The challenge of the west wind is also and often, intensely personal. Crises of confidence, of well-being and of relationship are common in a highly technological and competitive culture. Thorns of the flesh and spirit are numerous and real among us. These are some of the challenges of the west wind that are blowing today in the lives we live, the world we would influence, the society we would change.
It is tempting to avoid these challenges, to go with the wind. It would have been easy for the founders of the college to go with the wind. When Rasmus Bogstad faced an overcrowding problem in the early 1900’s, he might have said, “We’re full and that is it.” Instead, he had the audacity to literally connive the Board of Regents into building the grandest New Main in the region. President J.A. Aasgaard and friends might have been content with a very successful academy in the college’s third decade. And Paul J. Christiansen and his colleagues could have settled for a mixed chorus and a marching band. It is tempting to go with the wind in any age.
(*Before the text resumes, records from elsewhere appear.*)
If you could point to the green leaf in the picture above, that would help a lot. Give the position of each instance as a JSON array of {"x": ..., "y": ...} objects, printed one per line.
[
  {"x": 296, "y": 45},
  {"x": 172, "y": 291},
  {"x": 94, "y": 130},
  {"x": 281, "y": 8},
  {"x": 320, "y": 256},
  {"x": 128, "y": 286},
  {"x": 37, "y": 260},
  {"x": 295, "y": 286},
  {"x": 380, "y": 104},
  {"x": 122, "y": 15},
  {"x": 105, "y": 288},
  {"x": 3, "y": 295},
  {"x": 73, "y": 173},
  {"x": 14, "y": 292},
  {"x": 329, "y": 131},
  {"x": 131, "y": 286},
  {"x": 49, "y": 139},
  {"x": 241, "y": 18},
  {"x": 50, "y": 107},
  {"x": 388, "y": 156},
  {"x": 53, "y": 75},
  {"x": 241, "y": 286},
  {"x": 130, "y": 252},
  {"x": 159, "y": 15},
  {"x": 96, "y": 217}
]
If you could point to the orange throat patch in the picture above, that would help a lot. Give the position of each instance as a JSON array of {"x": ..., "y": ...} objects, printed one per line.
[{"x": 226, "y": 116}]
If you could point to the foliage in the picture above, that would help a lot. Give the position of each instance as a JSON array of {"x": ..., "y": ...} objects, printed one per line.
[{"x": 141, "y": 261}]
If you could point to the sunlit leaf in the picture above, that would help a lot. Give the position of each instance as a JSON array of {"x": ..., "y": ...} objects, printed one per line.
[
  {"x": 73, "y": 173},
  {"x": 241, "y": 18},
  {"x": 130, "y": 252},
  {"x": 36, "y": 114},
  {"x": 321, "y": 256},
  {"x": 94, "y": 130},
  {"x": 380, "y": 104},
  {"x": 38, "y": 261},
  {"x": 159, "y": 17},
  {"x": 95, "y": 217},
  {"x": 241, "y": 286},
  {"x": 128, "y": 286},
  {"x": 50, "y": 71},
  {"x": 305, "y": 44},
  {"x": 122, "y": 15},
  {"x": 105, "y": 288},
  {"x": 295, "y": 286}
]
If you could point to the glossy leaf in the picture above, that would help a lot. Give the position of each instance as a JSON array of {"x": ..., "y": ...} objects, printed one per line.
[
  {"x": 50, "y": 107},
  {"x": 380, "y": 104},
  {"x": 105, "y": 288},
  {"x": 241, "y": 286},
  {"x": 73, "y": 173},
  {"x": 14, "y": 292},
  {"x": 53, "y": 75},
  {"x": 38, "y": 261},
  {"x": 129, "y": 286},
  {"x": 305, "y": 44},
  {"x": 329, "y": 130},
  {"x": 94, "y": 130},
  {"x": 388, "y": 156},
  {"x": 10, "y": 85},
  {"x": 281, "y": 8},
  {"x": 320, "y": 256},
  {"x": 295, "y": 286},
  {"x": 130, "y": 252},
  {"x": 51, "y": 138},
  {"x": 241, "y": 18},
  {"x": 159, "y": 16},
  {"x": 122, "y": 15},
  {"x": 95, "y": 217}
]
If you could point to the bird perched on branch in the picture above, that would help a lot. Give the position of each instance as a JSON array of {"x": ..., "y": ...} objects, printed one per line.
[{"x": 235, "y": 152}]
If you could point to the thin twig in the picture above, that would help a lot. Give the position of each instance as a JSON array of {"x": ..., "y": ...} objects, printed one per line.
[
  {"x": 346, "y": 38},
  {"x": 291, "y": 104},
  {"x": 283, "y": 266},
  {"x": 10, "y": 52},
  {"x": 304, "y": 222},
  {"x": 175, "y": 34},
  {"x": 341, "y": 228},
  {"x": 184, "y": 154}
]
As individuals and institutions, it is tempting to go with self-interest instead of agape. I need not repeat the litany of data on the ascendancy of self-interest in the modern culture. The legal system reflects it in the emphasis on individual rights as over against community responsibility. The political system embodies it in campaigns for public office, which excuse slander in the name of winning results. Commerce justifies pornography and violence in the name of freedom of expression. If we go with the wind of self-interest, we will fail the mission of the gospel and this college.
Conformity is another ill wind. Life is a constant struggle for most of us between the authentic voice of faith within us, and the call of the crowd. It is tempting for colleges of the church to conform to the vision and values of their public counterparts. Avery Dulles, distinguished Roman Catholic theologian, said recently that he feared that Roman Catholic colleges and universities were on the slippery slope to secularism, that they would lose their distinctive vision and voice much as had the colonial colleges established by the church. It is true, of course, that the mission of a college like ours needs close tending, because the winds of conformity run strong. The ill winds blow. They are out there. To go with these winds is to deny our inheritance of faith and to turn our back on God’s grace.
In such circumstances we do well to remember the God of the west wind, who promises to be with us always, to the close of the age. Ours is a no-nonsense God, a God who knows about the challenges of the west wind and has faced those winds – poverty, injustice, doubt, temptation, loneliness – all of it. God knows the west wind better than we and that is why God has not left us to face it alone. In the west wind we always find God’s greatest gift, the gift of grace in the person of Jesus Christ. A gift from which nothing ever separates us – not bad grades or bad behavior, not career failure or unbelief, not intemperance or death itself. Best of all, it is a gift that frees us, that enables us. It permitted the saints of old to close the mouths of lions and quench the raging fires. It enabled the saints of our family to build a college on the prairie against the odds. Because so great a cloud of witnesses surrounds us, we may lay aside the weight of wind and sin and press on.
We have been given the gift of community, Christ’s own body, with diversity and unity, many parts and many talents knit together in one spirit. You can’t escape that feeling here. Family is the metaphor we have so often used to describe this place. In the early years, Helga Fjelstad fed students on a diet of Norwegian cookies and loving care. In the middle years there was Nels Mugaas, who made large and small loans to students in need. In these latter years, her classmates would rise as one when Judy Siegle crossed the stage under her own power to receive her diploma at Commencement. Concordia – meaning “hearts together” – this is what rallies us together in remembrance and renewal. It is God’s gift to us in the face of the west wind.
God has given us the gift of perseverance. In the days of old, God gave J.N. Brown the sheer persistence to lead the college through the valley of the shadow of the Depression. In those same days the God of the west wind gave Carl B. Ylvisaker the words to envision this place as a “college of destiny.” In the transition time of the late 1950’s and 1960’s, the God of the west wind gave Joe Knutson strength to keep the college’s eye on its mission.
Each of us can name a cloud of witnesses in our hearts today as did the writer of Hebrews 2,000 years ago. The names will be different, but the place of these people in our lives is the same – founders in the faith, saints for all seasons, sent forth to be God’s people. Because so great a cloud of witnesses surrounds us, let us run with perseverance the race that is set before us. Let us turn our face to the west wind! Amen.